Nein, es wurden keine Bäume gepflanzt, sondern sogar welche gefällt und etwas zweckentfremdet verwendet. Doch der Reihe nach.
Am 09. März 2024 stand der nächste Arbeitseinsatz der Usedomer NABU-Regionalgruppe an. Doch wir waren nicht allein, denn allein wären die heutigen Aufgaben schwerlich zu bewältigen gewesen.
Unterstützung bekamen wir von der Unteren Naturschutzbehörde, die den Einsatz auch organisiert hatte sowie den Mitarbeitern des Naturparks Usedom. Wichtigster Partner aber war der THW Ortsverband Wolgast.
Ziel war es, an der Grenze des Naturschutzgebietes Peenemünder Haken im Flachwasser neue Pricken zu setzen sowie am Strand Eichenspaltpfähle einzuspülen und den beschädigten Zaun zu erneuern.

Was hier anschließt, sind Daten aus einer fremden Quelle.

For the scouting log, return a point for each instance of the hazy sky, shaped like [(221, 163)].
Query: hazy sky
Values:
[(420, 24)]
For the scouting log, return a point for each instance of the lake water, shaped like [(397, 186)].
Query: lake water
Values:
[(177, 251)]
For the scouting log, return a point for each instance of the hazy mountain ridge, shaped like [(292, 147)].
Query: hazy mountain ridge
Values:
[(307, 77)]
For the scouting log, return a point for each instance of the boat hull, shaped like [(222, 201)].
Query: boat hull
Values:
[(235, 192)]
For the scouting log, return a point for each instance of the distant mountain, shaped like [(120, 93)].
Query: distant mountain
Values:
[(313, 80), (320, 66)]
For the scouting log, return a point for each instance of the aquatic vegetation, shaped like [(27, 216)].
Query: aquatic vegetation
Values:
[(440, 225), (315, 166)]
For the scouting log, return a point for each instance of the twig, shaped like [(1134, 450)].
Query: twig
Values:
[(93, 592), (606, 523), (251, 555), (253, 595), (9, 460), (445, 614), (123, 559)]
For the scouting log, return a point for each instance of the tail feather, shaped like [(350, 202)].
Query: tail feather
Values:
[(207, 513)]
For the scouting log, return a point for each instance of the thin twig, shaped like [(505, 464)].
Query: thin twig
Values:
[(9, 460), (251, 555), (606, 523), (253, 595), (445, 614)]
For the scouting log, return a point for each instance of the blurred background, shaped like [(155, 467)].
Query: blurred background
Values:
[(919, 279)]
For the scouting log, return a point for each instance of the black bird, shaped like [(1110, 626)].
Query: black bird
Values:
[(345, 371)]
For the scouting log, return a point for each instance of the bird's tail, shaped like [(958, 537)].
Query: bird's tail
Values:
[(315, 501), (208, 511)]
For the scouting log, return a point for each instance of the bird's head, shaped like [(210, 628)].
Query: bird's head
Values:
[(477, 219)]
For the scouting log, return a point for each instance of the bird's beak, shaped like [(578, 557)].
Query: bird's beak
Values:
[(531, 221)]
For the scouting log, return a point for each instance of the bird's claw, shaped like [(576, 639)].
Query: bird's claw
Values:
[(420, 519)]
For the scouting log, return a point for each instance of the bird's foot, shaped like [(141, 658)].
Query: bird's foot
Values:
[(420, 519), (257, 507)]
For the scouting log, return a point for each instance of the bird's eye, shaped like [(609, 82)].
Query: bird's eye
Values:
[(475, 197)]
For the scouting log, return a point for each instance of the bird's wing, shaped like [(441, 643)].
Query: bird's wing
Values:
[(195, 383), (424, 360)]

Der Peenemünder Haken steht seit 1925 unter Naturschutz und ist damit das älteste Schutzgebiet in Pommern. Und das nicht von ungefähr. Einen solchen Strand gibt es nirgendwo weiter auf der Insel Usedom. Schilf, Strandastern und weitere ungewöhnliche Pflanzen stehen am Strand. Durch die nahe gelegene Mündung des Peenestroms ist das eigentlich salzige Wasser stärker ausgesüßt, so dass diese Vegetation hier gute Wachstumsbedingungen vorfindet.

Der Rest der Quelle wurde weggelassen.